Recently, techniques of rapidly transmitting large amounts of data become important. In contrast to techniques in which a microwave is used in the method of wireless transmission, those which employ a millimeter wave that can handle a wide frequency bandwidth receive attention. A simple enlargement of the frequency bandwidth, and also a shortening of the interval between transmission and reception are essential techniques for increasing the transmission rate.
On the other hand, in a mobile use which is driven by a battery, when a transmission circuit and a reception circuit are continuously operated, the power consumption is large, and the communicable time is limited. Therefore, necessary circuit blocks are time-divisionally operated.
Consequently, a wireless circuit requires high-frequency operation performance, and a current output circuit which biases the wireless circuit requires high-speed switching operation performance. In the WiFi (registered trademark) standard (for example, IEEE 802.11a) in the microwave band which is widely used in wireless LANs, for example, the interframe space SIFS (Short Inter-Frame Space) is 16 μs.
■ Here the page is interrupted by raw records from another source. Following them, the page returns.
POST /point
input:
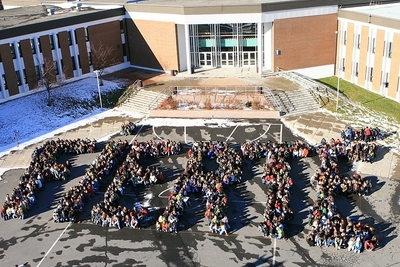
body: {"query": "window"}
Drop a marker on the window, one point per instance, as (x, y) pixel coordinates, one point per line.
(40, 46)
(24, 73)
(384, 48)
(343, 64)
(386, 82)
(76, 37)
(37, 69)
(123, 49)
(356, 70)
(33, 48)
(18, 77)
(121, 26)
(73, 63)
(19, 49)
(371, 72)
(69, 37)
(79, 62)
(57, 71)
(12, 51)
(51, 42)
(86, 34)
(373, 45)
(4, 81)
(58, 41)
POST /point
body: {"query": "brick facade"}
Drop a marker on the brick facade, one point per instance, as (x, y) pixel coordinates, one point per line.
(107, 35)
(29, 62)
(82, 47)
(9, 70)
(153, 44)
(305, 42)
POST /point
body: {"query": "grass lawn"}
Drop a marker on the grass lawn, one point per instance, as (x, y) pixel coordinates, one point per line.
(370, 100)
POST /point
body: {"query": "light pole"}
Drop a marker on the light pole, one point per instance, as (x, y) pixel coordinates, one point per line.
(338, 89)
(98, 87)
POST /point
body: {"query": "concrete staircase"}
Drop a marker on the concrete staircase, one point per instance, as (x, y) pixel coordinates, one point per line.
(142, 101)
(293, 102)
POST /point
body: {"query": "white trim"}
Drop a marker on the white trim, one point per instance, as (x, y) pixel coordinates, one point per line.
(369, 25)
(234, 18)
(57, 30)
(318, 71)
(149, 69)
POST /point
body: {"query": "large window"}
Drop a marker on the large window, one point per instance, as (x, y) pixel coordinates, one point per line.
(228, 44)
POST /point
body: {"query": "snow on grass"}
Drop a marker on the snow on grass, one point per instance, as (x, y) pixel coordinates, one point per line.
(213, 123)
(29, 118)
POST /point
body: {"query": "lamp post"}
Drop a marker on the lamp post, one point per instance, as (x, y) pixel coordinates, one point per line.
(98, 87)
(338, 89)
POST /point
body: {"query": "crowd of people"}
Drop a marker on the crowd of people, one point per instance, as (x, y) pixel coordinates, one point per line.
(276, 176)
(328, 227)
(42, 168)
(352, 150)
(197, 179)
(228, 172)
(367, 134)
(71, 204)
(132, 171)
(127, 128)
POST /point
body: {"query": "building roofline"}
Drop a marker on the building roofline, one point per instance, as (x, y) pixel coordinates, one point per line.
(58, 22)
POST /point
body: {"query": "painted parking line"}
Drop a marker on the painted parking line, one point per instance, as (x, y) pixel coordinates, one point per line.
(184, 134)
(274, 254)
(55, 242)
(265, 132)
(156, 135)
(133, 139)
(227, 139)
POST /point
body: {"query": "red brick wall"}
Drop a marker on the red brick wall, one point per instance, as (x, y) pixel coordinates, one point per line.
(305, 42)
(9, 70)
(153, 44)
(47, 54)
(66, 55)
(83, 53)
(29, 63)
(107, 35)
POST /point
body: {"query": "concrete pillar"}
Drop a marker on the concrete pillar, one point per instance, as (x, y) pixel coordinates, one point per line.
(187, 43)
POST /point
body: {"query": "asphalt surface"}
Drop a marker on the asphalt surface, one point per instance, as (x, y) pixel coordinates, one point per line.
(41, 242)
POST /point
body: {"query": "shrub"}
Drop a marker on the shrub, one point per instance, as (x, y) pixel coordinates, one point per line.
(207, 103)
(256, 105)
(168, 103)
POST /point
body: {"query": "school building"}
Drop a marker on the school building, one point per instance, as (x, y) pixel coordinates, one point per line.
(176, 35)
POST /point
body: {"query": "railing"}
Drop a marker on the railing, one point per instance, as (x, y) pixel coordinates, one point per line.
(271, 97)
(217, 90)
(165, 92)
(132, 89)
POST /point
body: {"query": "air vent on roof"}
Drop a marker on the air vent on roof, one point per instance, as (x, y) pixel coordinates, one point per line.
(51, 11)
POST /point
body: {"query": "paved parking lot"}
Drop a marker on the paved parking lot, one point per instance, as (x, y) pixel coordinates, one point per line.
(40, 242)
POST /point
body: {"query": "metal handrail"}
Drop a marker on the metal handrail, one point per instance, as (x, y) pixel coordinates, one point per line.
(164, 92)
(275, 103)
(128, 93)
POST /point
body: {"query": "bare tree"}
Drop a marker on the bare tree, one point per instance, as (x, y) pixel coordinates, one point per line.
(49, 77)
(102, 58)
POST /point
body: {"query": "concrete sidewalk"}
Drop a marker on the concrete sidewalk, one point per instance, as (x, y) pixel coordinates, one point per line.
(313, 127)
(21, 156)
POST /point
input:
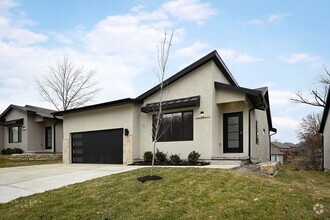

By contrast, in the WiGig (registered trademark) (Wireless Gigabit) which is a new standard, and which uses the millimeter wave band, 3 μs is requested.
Hereinafter, a conventional current output circuit which is exemplified in Patent Literature 1 will be described with reference to FIGS. 9 and 10. Patent Literature 1 relates to a light-emitting device drive circuit that is an example of a current output circuit in which the current output can rapidly rise, and that drives a light-emitting device such as a laser diode to write information on a recording medium such as a CD-R or a CD-RW.
FIG. 9 is a circuit diagram showing the configuration of a light-emitting device drive circuit that is a current output circuit of a conventional example. In the light-emitting device drive circuit of FIG. 9, transistors M102, M103 constitute a current mirror circuit, and an input current I1 is produced in a transistor M101 in which the gate is biased by a voltage source VR.
When a switch Q101 is set to a short-circuit state by a pulse generated by a pulse generation circuit 102, the input current I1 flows through the current mirror circuit, a drive current I2 which corresponds to the current mirror ratio is output from the transistor M103, and a light-emitting device D101 emits light. The pulse generation circuit 102 is further connected to the current mirror circuit through a waveform shaping circuit 101 which inverts the waveform, and a capacitor C101. A compensation input current Δi1 which is a differential waveform of the pulse is produced by the waveform shaping circuit 101 and the capacitor C101.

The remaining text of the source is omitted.